Background: Whether patients with acute stroke and large vessel occlusion (LVO) may benefit from prehospital identification and diversion by EMS to a center offering endovascular therapy (EST) is controversial. The accuracy of prehospital scales as predictors of LVO is only one feature of whether EMS can effectively identify patients suitable for EST. Other factors include accuracy of last known well time (LTKW) and identification of stroke mimics. We performed a population-based estimate of potential accuracy of field based identification of potential EST candidates in a large community setting.
Methods: In Kaiser Permanente Northern California, all acute stroke patients arriving at its 19 primary stroke centers (PSC) between 7am and 12am were evaluated on arrival by stroke neurologists by video. We reviewed the teleneurology notes to determine the potential accuracy of EST selection based on NIHSS score > 7.
Results: For 2016, there were 2546 total potential stroke alerts triaged by EMS as having potential acute strokes [Figure]. Of these, 1268 (50%) were not candidates for acute stroke treatment for various reasons including stroke mimics and inaccurate LTKW. Out of 1241 cases deemed candidates for acute stroke treatment, 638 (25.1%) had potential LVO based on NIHSS > 7. Of these, 116 (4.6% of total “potential strokes” and 18.2% of patients who had “severe” strokes) were diagnosed with LVO and treated with EST.

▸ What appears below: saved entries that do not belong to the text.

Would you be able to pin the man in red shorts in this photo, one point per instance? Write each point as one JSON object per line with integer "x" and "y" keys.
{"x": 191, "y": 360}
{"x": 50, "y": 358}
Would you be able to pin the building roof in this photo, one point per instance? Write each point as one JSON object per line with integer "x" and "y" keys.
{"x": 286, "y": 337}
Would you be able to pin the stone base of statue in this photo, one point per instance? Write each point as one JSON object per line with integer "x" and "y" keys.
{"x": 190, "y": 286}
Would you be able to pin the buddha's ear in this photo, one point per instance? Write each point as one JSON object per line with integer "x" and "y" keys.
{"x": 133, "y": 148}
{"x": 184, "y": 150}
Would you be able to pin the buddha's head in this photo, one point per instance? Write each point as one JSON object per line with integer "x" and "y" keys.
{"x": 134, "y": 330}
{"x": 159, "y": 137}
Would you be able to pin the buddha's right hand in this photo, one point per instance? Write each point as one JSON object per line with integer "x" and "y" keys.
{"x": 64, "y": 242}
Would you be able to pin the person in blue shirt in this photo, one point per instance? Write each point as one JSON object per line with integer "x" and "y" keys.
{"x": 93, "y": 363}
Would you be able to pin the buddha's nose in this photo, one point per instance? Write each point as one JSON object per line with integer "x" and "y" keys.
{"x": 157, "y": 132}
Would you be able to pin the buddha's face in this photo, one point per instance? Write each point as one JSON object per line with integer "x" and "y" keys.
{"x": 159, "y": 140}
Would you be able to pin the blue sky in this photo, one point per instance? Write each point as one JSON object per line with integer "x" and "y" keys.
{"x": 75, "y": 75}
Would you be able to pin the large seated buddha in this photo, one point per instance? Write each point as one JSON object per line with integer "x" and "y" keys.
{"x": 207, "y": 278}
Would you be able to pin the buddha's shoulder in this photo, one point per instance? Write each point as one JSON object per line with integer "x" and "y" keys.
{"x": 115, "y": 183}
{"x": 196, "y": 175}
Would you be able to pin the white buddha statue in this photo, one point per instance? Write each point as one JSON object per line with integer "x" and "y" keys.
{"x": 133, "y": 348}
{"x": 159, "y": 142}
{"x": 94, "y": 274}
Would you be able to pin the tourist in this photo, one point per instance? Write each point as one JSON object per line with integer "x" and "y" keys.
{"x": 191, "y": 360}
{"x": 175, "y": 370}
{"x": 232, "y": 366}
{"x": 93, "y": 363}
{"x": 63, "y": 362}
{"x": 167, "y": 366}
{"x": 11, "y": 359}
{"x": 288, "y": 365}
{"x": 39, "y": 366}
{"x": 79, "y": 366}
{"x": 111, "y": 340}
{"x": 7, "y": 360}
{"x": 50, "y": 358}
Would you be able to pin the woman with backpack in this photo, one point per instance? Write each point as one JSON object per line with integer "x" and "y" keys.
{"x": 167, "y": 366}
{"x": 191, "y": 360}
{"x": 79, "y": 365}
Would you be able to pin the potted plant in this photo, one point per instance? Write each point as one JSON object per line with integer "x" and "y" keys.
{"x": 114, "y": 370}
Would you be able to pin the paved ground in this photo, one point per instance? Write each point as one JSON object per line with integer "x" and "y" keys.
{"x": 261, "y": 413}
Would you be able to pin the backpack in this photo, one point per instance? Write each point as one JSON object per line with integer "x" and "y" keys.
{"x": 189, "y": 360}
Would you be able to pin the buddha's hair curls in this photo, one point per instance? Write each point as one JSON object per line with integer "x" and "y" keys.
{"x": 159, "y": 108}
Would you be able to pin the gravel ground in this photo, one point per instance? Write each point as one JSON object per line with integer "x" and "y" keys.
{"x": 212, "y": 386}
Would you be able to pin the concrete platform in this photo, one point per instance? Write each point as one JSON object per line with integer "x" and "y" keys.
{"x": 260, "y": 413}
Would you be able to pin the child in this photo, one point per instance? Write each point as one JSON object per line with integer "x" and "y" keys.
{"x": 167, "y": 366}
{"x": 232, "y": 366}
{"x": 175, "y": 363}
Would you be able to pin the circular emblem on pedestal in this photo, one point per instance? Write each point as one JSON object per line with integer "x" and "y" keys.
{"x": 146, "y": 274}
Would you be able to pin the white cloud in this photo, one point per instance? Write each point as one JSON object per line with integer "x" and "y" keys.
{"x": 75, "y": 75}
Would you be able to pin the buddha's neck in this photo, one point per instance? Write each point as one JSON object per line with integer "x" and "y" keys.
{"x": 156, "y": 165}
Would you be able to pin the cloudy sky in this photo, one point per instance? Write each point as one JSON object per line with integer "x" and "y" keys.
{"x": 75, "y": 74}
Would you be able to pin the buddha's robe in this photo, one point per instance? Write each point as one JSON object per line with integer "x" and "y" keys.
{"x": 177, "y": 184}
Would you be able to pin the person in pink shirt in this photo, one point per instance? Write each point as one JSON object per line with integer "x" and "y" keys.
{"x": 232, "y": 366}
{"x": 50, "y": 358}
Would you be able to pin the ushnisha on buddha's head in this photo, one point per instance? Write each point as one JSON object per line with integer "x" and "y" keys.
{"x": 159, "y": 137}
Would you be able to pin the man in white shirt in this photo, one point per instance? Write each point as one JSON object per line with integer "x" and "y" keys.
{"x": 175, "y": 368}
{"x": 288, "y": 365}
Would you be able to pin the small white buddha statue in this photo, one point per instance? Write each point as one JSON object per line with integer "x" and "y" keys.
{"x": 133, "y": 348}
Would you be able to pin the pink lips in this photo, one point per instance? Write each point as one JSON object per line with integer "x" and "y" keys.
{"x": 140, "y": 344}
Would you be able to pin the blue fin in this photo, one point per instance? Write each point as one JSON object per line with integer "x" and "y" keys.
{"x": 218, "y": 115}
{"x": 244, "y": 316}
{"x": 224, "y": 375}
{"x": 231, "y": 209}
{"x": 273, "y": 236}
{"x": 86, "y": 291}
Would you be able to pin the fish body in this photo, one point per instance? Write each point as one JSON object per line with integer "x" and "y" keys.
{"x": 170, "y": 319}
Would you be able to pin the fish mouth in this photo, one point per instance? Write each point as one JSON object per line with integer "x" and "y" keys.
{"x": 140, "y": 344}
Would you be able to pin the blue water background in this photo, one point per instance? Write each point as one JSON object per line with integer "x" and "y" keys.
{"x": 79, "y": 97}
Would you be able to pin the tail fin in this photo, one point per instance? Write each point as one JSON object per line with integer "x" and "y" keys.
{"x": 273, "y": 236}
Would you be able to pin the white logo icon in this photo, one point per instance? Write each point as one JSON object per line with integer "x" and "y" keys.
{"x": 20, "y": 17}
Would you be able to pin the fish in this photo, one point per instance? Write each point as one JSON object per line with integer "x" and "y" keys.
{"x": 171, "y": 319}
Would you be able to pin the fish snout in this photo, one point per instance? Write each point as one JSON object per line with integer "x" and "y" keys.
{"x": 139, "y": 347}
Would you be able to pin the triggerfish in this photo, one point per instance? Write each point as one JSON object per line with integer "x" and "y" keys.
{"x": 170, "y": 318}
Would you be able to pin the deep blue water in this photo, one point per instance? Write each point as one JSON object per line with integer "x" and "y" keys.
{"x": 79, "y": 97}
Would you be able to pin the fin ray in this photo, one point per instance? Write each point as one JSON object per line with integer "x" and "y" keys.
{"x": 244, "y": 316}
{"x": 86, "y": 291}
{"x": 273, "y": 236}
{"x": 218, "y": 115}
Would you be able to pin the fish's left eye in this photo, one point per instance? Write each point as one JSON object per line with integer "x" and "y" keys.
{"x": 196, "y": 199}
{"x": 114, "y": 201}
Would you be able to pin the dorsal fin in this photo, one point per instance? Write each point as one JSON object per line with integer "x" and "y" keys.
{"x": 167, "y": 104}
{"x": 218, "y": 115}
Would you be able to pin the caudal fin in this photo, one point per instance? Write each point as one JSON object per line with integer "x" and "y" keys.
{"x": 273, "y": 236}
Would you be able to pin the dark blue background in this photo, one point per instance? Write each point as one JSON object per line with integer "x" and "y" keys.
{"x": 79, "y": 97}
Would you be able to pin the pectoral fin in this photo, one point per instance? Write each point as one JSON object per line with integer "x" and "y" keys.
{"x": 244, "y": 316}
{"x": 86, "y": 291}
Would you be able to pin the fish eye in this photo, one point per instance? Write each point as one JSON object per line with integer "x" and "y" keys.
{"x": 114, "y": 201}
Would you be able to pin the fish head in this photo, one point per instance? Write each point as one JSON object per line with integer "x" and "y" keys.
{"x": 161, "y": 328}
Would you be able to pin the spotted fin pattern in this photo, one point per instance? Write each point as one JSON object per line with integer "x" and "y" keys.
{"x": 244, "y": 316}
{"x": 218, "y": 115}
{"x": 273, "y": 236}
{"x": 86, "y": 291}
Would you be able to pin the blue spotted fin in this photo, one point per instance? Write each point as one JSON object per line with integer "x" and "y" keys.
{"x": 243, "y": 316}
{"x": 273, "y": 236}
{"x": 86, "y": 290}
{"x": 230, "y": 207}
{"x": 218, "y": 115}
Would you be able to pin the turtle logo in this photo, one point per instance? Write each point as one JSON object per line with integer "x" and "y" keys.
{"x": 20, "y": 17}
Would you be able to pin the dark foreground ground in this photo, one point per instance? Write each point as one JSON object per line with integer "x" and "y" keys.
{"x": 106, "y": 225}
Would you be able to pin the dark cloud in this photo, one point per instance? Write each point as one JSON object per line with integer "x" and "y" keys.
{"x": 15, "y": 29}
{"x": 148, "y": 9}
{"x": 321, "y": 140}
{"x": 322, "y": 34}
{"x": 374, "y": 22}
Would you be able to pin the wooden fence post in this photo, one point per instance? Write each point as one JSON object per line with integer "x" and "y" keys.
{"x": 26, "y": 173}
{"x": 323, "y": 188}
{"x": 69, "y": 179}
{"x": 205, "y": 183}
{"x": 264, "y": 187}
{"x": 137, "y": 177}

Conclusions: Even if field based tools were as accurate as clinical scoring by stroke neurologists, less than 1 in 4 patients diverted to endovascular stroke centers and away from closer PSC would benefit by receiving EST. Given that 50% of patients triaged by EMS did not qualify for any acute stroke treatment, a lower percentage of patients would actually benefit from field based diversion. Stroke systems may be better served by focusing on rapid treatment, evaluation, and transfer to endovascular centers than field based diversion strategies.